Oh, yes, there were also seven or eight Afghans killed, but I haven’t seen much of them in recent news stories.
There are so many things I could say, but what strikes me most strongly is just the number. Thirty. That’s the deadliest day in ten years for the US? Thirty?
By comparison, the battle at LZ Albany during the Vietnam war killed 155 US soldiers. And at the battle of Gettysburg, more than 50,000 union and confederate soldiers lost their lives. Also significant is the civilian casualty count at Gettysburg: One.
I haven’t the stomach today to look up casualty figures for Afghan and Iraq forces and I doubt little that many days have seen the unprovoked slaughter of more than 30 civilians. Yet the biggest risk taken by the occupying army is no worse than the potential of an occasional freak accident. As the humans in hiding observed in The War of the Worlds:
This isn’t a war. It never was a war, any more than there’s war between man and ants.
It makes you wonder what the Martians back home thought about the whole thing.
Man falsely arrested because cop can’t read
Could there be anything more frightening than arguing with this kind of mindlessness?
Chris Adrian Smith Is the Wrong Man
When Smith answered his door that night, a deputy placed him under arrest, alleging he had not paid a $300 conviction fine for driving on a suspended license.
“I told him I have paperwork telling him he is wrong,” Smith says. “I am not the right guy.”
A deputy allowed one of Smith’s sons to retrieve the document.
“He looks at it and says, ‘This doesn’t say anything,’” recalls Smith. “I said, ‘Read it. It says not to arrest me because I am not the right guy.
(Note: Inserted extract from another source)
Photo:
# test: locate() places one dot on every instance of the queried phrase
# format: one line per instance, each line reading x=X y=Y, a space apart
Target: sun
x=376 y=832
Somebody stole my identity.’”
Thanks for paying up, sucker!
I always think the sorriest ring of hell must be the one with all the Catholics who ate meat on Friday back in the ’50s. What a bunch of losers.
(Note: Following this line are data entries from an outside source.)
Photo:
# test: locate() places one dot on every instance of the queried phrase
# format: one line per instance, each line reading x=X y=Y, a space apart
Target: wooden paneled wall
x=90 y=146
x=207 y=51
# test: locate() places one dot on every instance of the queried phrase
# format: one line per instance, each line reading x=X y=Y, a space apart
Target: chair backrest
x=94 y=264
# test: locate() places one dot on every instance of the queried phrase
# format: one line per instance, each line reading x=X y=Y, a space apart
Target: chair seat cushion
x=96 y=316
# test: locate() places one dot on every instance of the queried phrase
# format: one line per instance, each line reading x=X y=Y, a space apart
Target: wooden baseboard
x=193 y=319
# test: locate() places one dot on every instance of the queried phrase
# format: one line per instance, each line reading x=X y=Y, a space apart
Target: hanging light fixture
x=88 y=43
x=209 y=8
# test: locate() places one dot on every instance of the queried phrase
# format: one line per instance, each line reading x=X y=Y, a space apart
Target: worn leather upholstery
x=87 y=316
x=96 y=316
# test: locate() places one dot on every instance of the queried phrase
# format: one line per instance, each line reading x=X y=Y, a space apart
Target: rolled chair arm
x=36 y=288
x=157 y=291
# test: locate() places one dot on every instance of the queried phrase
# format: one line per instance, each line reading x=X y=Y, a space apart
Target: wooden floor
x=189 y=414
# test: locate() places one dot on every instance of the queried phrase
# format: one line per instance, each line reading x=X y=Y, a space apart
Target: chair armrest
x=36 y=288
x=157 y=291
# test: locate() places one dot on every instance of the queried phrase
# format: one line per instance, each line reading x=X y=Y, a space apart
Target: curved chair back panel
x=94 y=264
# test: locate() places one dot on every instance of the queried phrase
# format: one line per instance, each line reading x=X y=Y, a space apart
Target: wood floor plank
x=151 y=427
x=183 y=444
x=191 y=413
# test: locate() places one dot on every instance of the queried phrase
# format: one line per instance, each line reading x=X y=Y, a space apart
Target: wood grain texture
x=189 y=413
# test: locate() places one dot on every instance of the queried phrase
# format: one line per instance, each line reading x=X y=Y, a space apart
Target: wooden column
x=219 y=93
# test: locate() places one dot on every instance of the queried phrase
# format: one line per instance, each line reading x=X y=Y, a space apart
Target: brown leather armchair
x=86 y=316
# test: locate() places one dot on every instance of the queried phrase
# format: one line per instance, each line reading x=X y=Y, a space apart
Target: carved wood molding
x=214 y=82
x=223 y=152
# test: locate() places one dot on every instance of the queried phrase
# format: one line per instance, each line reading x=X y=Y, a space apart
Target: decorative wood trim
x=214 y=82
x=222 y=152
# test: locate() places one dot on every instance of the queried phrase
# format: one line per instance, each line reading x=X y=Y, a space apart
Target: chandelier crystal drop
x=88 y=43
Those suffering souls now have brain-brothers here on earth. It happens recently that law-abiders in Los Angeles are being humiliated to learn that they never had to pay those red-light-camera tickets:
Who knew L.A.’s red-light camera fines were ‘voluntary’?
“Now that makes me nuts,” said [ticket-payer] Brickman, who is unemployed. “That makes me want to go get a refund, but I’ve been around long enough to know that’s not going to happen. It’s very frustrating to know that I was victimized by something that they think is not useful or a good idea…. I could truly use that $476.”
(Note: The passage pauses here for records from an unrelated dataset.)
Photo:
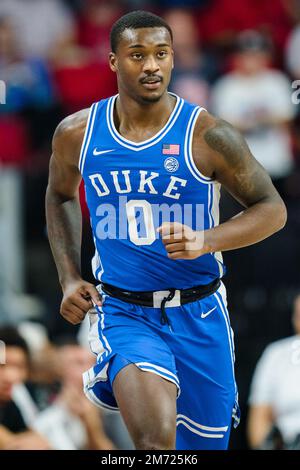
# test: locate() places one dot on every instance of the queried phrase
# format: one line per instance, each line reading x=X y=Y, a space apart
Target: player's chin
x=151 y=96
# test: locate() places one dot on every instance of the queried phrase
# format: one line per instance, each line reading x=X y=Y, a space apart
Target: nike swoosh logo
x=204 y=315
x=100 y=152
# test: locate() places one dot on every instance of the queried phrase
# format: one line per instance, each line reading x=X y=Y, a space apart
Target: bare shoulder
x=217 y=143
x=68 y=136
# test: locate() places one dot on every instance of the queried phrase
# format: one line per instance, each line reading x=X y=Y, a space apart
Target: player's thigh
x=147 y=403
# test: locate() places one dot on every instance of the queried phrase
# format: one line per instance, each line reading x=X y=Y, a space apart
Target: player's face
x=143 y=63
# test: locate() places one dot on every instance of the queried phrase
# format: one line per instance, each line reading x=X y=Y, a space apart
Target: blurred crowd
x=241 y=61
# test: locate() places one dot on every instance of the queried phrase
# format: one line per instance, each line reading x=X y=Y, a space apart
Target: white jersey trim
x=188 y=143
x=138 y=146
x=87 y=136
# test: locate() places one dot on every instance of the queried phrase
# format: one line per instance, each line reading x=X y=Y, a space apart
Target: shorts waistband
x=173 y=297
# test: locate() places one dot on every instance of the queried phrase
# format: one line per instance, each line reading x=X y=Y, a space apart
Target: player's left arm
x=221 y=153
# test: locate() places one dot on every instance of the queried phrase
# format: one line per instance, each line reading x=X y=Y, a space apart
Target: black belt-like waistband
x=146 y=298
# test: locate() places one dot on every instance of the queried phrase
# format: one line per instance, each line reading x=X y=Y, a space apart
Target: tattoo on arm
x=236 y=168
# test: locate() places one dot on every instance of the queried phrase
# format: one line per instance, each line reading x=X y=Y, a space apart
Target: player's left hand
x=182 y=242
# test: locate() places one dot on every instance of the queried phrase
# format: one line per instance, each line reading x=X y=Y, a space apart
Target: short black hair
x=12 y=338
x=135 y=20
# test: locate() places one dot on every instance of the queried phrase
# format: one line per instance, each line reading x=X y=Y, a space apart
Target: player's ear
x=113 y=61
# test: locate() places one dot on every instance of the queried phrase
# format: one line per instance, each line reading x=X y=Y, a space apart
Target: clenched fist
x=181 y=242
x=79 y=297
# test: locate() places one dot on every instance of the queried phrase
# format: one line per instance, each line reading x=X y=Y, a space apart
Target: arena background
x=53 y=61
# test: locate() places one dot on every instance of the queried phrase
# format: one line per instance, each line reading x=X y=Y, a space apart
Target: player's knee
x=160 y=438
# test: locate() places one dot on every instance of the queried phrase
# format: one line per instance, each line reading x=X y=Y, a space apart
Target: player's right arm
x=63 y=216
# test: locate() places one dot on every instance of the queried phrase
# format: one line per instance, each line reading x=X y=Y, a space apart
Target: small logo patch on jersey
x=171 y=149
x=100 y=152
x=171 y=164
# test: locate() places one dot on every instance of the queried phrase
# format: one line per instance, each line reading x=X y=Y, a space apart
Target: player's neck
x=131 y=116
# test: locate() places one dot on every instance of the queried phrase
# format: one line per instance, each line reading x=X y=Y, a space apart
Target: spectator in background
x=42 y=27
x=223 y=20
x=81 y=71
x=292 y=52
x=194 y=70
x=72 y=422
x=14 y=432
x=94 y=25
x=275 y=398
x=257 y=100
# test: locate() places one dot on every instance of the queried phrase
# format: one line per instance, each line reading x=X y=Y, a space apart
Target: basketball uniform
x=131 y=188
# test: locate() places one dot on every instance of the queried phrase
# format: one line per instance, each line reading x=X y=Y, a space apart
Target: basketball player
x=164 y=346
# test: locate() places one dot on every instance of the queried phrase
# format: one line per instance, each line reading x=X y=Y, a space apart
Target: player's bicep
x=64 y=174
x=235 y=167
x=64 y=177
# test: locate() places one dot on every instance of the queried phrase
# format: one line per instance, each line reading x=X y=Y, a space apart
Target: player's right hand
x=79 y=297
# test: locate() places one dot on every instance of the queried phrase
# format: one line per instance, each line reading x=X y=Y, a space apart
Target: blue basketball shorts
x=197 y=355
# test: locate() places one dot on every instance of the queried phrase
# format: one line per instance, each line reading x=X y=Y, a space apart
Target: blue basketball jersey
x=131 y=188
Apparently, the cameras are still clicking away like mad, but the courts don’t think highly of the program. Unlike legislators and cops, judges tend to be familiar with concepts like “reasonable doubt” and “right to confront witnesses” and things like that. The judges of LA have decided that these tickets are mostly bogus and don’t do anything to enforce them.
Unless, that is, some yahoo Angelino actually shows his face in court and provides the evidence needed to prove that he’s the dumbass who ran the light. Then they nail him. And if he doesn’t pay, they rake him over the usual coals.
So the winning strategy with the red-light cameras, at least in Los Angeles, is the one strategy every fearful statist will warn you can never, ever work. You just ignore the bastards.
Ignoring the bastards doesn’t work for most charges, which is all the more reason for being well-informed of those few charges where it does.